By the way, Haberman is one of the authors of an article in the New York Times that is getting a lot of attention recently…I have more on that later on in the thread.
Duca continues:
As the leader of the country, Trump is the core source for our perception of the state of the union. Once he took office, his abusive relationship with the truth came with the official seal of the White House, and that is of crucial importance. The Trump administration is now waging an unprecedented campaign of disinformation on the American people. The president of the United States is working to undermine our shared foundation of truth so that we have no choice but to accept his version of reality.

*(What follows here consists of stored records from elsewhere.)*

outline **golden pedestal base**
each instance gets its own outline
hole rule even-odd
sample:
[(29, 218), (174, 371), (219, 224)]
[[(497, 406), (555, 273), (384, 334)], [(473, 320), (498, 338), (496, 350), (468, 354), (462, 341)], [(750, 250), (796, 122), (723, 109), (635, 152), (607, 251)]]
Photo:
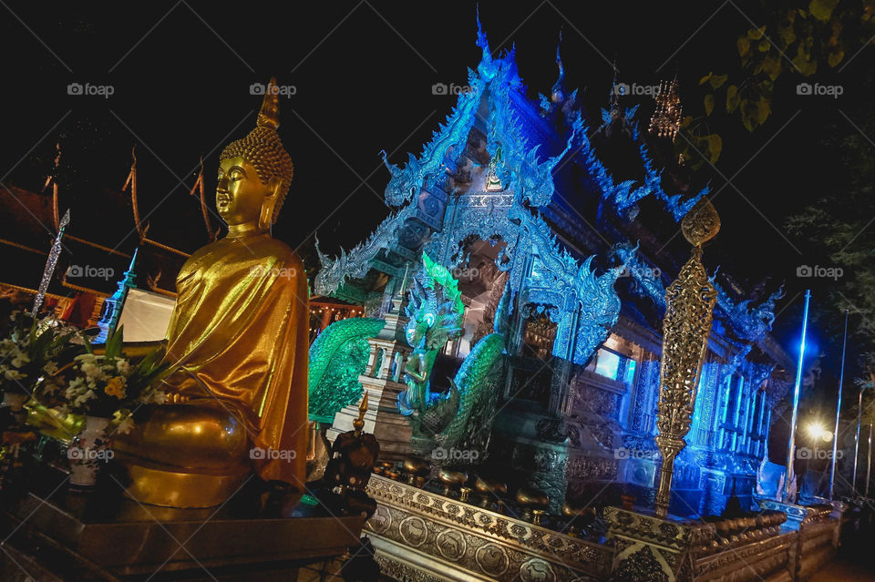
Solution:
[(130, 485), (125, 495), (142, 504), (162, 507), (196, 509), (223, 504), (246, 481), (249, 467), (238, 472), (193, 473), (183, 468), (160, 466), (143, 459), (121, 458)]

Trump himself has reportedly admitted that this is his aim. On stage at the Deadline Club Awards Dinner on May 21, 60 Minutes host Leslie Stahl told PBS Newshouranchor Julie Woodruff that Trump told her he undermines the press so that the public will have no grasp on what is true. During an informal meeting with then candidate Trump in 2016, Stahl said, she asked Trump why he was constantly attacking the media. “He said, ‘You know why I do it? I do it to discredit you all and demean you all so when you write negative stories about me, no one will believe you,’” she told Woodruff. If this is true, and those are Trump’s intentions, the endgame is to deprive journalism of any value whatsoever.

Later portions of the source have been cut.